Of the Nordic countries Iceland, Sweden and Norway operate total bans while Finland makes it an offence to pay for sex with a person who was forced into prostitution irrespective of whether the person paying was aware that coercion had taken place. There have been calls for the UK to adopt the so-called Nordic Model, however governments have been reluctant to introduce a ban although various laws do restrict the buying and selling of sex. In the UK prostitutes organisations such as the English Collective of Prostitutes oppose a ban while the All Party Parliamentary Group On Prostitution recently called for the adoption of the Nordic Model as did the European Parliament. Many sex worker activists say that their opposition to the Nordic Model is being disregarded putting lives at risk while proponents of a ban counter by saying that many sex worker organisations are controlled by “pimps” and are not representative of what they term “prostituted” people. This debate is sure to run and run.

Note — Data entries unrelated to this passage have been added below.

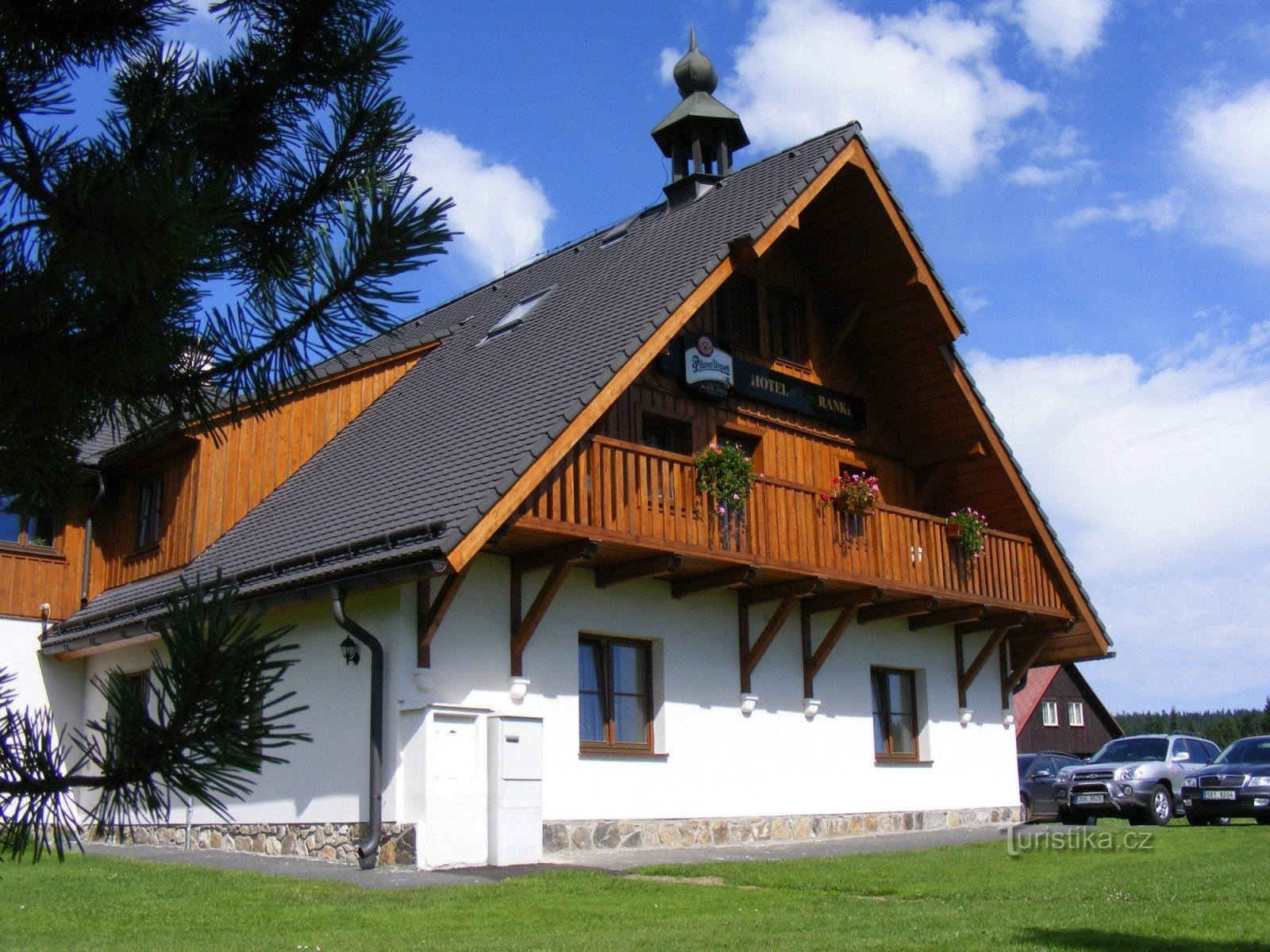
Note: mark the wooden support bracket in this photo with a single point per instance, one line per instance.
(965, 677)
(899, 609)
(666, 564)
(751, 657)
(848, 605)
(429, 613)
(723, 579)
(562, 559)
(949, 616)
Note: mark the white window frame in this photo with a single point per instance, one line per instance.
(1048, 714)
(1075, 714)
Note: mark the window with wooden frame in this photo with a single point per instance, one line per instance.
(1048, 714)
(37, 531)
(737, 313)
(615, 695)
(664, 433)
(149, 512)
(895, 695)
(1075, 714)
(139, 685)
(787, 327)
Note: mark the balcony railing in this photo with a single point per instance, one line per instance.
(643, 495)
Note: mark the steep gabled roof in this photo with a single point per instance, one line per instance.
(1038, 683)
(1026, 700)
(418, 470)
(431, 469)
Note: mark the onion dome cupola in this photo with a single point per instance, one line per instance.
(698, 135)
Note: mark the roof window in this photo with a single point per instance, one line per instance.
(518, 313)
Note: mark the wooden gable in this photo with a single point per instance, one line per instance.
(879, 327)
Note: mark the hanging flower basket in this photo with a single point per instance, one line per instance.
(727, 476)
(851, 493)
(968, 530)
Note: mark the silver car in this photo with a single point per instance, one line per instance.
(1138, 778)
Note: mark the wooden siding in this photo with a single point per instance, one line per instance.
(1079, 742)
(213, 484)
(630, 494)
(210, 480)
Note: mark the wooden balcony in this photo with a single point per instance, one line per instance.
(634, 499)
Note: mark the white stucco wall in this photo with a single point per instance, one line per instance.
(713, 761)
(41, 682)
(324, 781)
(717, 761)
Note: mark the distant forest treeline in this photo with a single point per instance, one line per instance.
(1218, 727)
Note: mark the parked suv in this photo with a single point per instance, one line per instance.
(1138, 777)
(1037, 777)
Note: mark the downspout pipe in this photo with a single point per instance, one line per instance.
(88, 539)
(368, 850)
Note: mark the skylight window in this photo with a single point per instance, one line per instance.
(518, 314)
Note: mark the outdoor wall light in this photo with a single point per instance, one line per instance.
(518, 689)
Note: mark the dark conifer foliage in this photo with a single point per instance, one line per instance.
(226, 224)
(1219, 727)
(205, 717)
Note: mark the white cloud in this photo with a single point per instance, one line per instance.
(1034, 175)
(1156, 215)
(666, 67)
(925, 83)
(1226, 143)
(1156, 482)
(1064, 29)
(202, 32)
(971, 300)
(501, 213)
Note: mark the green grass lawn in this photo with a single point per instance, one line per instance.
(1200, 890)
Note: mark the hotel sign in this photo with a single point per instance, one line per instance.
(709, 371)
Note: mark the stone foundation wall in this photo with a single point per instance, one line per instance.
(567, 835)
(333, 842)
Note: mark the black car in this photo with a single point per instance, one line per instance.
(1037, 774)
(1237, 784)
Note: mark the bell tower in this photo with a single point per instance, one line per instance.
(698, 135)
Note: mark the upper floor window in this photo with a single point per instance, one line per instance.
(615, 695)
(1075, 714)
(1049, 714)
(150, 513)
(664, 433)
(22, 530)
(737, 311)
(787, 333)
(895, 714)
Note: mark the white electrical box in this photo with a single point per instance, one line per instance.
(514, 790)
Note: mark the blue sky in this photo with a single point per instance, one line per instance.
(1087, 177)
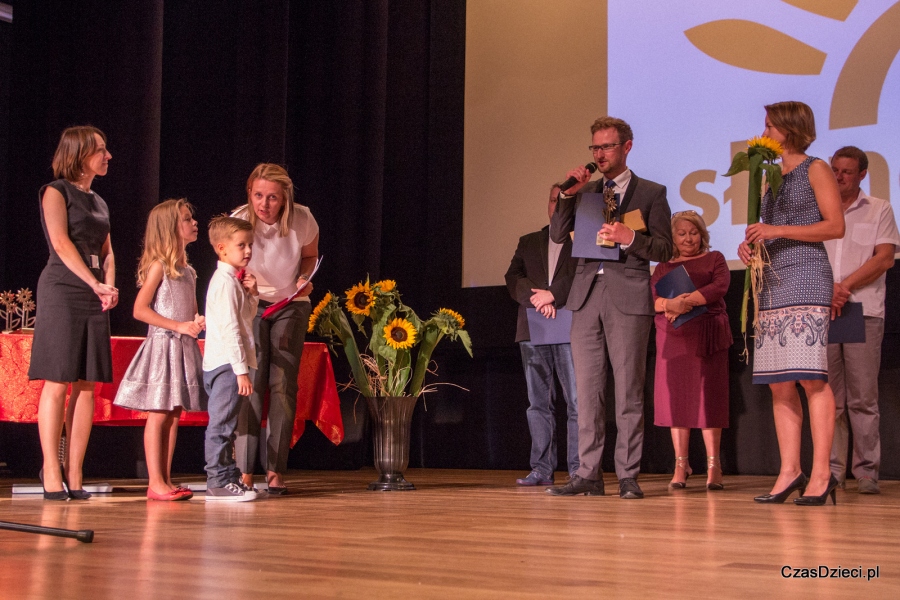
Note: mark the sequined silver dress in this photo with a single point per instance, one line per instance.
(167, 372)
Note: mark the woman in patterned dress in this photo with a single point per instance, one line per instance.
(794, 305)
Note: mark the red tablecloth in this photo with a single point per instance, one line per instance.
(317, 398)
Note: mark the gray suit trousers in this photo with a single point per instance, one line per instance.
(599, 332)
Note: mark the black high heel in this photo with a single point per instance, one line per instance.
(819, 500)
(63, 494)
(799, 483)
(681, 461)
(74, 494)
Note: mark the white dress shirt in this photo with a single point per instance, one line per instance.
(553, 251)
(230, 311)
(869, 222)
(276, 259)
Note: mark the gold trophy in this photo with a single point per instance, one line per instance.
(609, 214)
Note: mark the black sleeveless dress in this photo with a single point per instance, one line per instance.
(71, 331)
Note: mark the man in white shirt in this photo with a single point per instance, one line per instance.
(229, 354)
(859, 261)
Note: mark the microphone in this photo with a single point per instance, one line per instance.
(565, 185)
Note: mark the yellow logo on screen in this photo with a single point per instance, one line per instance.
(854, 102)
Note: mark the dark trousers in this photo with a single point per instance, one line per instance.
(279, 346)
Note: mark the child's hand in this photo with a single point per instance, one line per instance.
(249, 283)
(190, 328)
(245, 388)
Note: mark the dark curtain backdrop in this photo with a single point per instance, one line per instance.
(363, 102)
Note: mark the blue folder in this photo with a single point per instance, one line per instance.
(588, 221)
(674, 283)
(544, 331)
(850, 327)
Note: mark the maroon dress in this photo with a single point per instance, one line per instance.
(691, 384)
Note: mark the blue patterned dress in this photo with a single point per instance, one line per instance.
(795, 302)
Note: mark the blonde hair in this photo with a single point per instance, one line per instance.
(162, 242)
(796, 121)
(275, 174)
(697, 221)
(76, 144)
(621, 127)
(222, 227)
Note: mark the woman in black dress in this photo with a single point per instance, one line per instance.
(76, 288)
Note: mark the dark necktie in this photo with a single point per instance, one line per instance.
(611, 184)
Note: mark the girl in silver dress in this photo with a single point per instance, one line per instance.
(166, 375)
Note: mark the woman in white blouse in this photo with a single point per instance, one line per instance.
(285, 249)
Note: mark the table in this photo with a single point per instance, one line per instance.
(317, 398)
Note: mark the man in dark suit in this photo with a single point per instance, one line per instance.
(612, 309)
(540, 276)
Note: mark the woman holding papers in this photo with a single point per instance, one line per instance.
(285, 250)
(692, 341)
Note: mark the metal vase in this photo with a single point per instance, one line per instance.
(391, 418)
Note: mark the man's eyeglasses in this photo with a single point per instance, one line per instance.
(604, 147)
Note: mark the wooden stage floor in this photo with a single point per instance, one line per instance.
(462, 534)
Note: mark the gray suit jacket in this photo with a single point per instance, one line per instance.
(629, 278)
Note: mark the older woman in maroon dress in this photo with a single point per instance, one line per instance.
(691, 385)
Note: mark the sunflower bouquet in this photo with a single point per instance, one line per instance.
(388, 367)
(760, 157)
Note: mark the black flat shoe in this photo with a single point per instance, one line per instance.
(60, 495)
(819, 500)
(63, 494)
(798, 484)
(79, 494)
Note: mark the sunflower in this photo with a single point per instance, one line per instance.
(400, 334)
(317, 312)
(455, 315)
(386, 285)
(767, 143)
(360, 299)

An interesting post on Feminist Current entitled Being and Being Bought: An interview with Kajsa Ekis Ekman. The author is a supporter of the Nordic model of prostitution law under which clients are punished. For the interview please visit http://feministcurrent.com/8514/being-and-being-bought-an-interview-with-kajsa-ekis-ekman/.
The views expressed in the above interview are diametrically opposed to those set out in my post of 28 March in which 2 academics argue that the Nordic model of prostitution law reform does not do what it says on the tin (I.E. it fails to protect those engaged in sex work and actually harms prostitutes), http://newauthoronline.com/2014/03/28/the-nordic-model-of-prostitution-law-reform-is-a-myth-a-post-on-the-conversation-argues/).
I haven’t read Ekman’s book (one more weighty tome to add to my ever growing list of “must reads”). I am, however a little concerned regarding the (apparent) comments policy of Feminist Current. The overwhelming majority of the comments on the interview with Ekman endorse her perspective and comments in respect of other posts are, by and large non-critical of the blogger’s message. I usually wouldn’t comment on the comments policy adopted by other bloggers however having attempted to comment several times only to see my comments not appear I have reached the conclusion that Feminist Currentt only (or largely) accepts comments which endorse it’s ideological perspective. If this is, indeed the case then it is a great pity as it is through debate, the cut and thrust of differing opinions that democracy lives. The only comments I have ever not approved are those which clearly belong in the spam queue for debate is one of the things which makes blogging interesting. I don’t want newauthoronline to become a blog where debate is curtailed but other bloggers appear to think differently.